Plotting the resultant graph in 2D or 3D will typically give you a visualization of the data which contains a significant amount of the information in the original dataset. It's usual for the technique to be considered valid to be looking for a representation that contains around 70% of the original data - enough to visualize relationships with some confidence that would otherwise not be apparent in the raw statistics. Notice that the technique requires that all factors have the same weight, but given that it's an extremely widely applicable method that deserves to be more widely know and is available in most statistical packages (I did my work on an ICL 2700 in 1980 - which is about as powerful as an iPhone)

Cruachan
A: 

It's a technique of data mining. Its main benefit is that it allows you to produce a visual representation of many-dimensional data. The human brain is peerless at spotting and analyzing patterns in visual data, but can process a maximum of three dimensions (four if you use time, i.e. animated displays) - so any data with more than 3 dimensions needs to somehow compressed down to 3 (or 2, since plotting data in 3D can often be technically difficult).

BTW, a very simple form of dimensionality reduction is the use of color to represent an additional dimension, for example in heat maps.

Michael Borgwardt
A: 

Suppose you're building a database of information about a large collection of adult human beings. It's also going to be quite detailed. So we could say that the database is going to have large dimensions.

AAMOF each database record will actually include a measure of the person's IQ and shoe size. Now let's pretend that these two characteristics are quite highly correlated. Compared to IQs shoe sizes may be easy to measure and we want to populate the database with useful data as quickly as possible. One thing we could do would be to forge ahead and record shoe sizes for new database records, postponing the task of collecting IQ data for later. We would still be able to estimate IQs using shoe sizes because the two measures are correlated.

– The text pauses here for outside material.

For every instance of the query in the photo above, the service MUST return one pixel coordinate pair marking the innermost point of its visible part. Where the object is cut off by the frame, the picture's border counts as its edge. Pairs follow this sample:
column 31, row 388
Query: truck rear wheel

We would be using a very simple form of practical dimension reduction by leaving IQ out of records initially. Principal components analysis, various forms of factor analysis and other methods are extensions of this simple idea.

Bill Bell
A: 

The dimensionality of a measurement of something, is the number of numbers required to describe it. So for example the number of numbers needed to describe the location of a point in space will be 3 (x,y and z).

Now lets consider the location of a train along a long but winding track through the mountains. At first glance this may appear to be a 3 dimensional problem, requiring a longitude, latitude and height measurement to specify. But this 3 dimensions can be reduced to one if you just take the distance travelled along the track from the start instead.

If you were given the task of using a neural network or some statistical technique to predict how far a train could get given a certain quantity of fuel, then it will be far easier to work with the 1 dimensional data than the 3 dimensional version.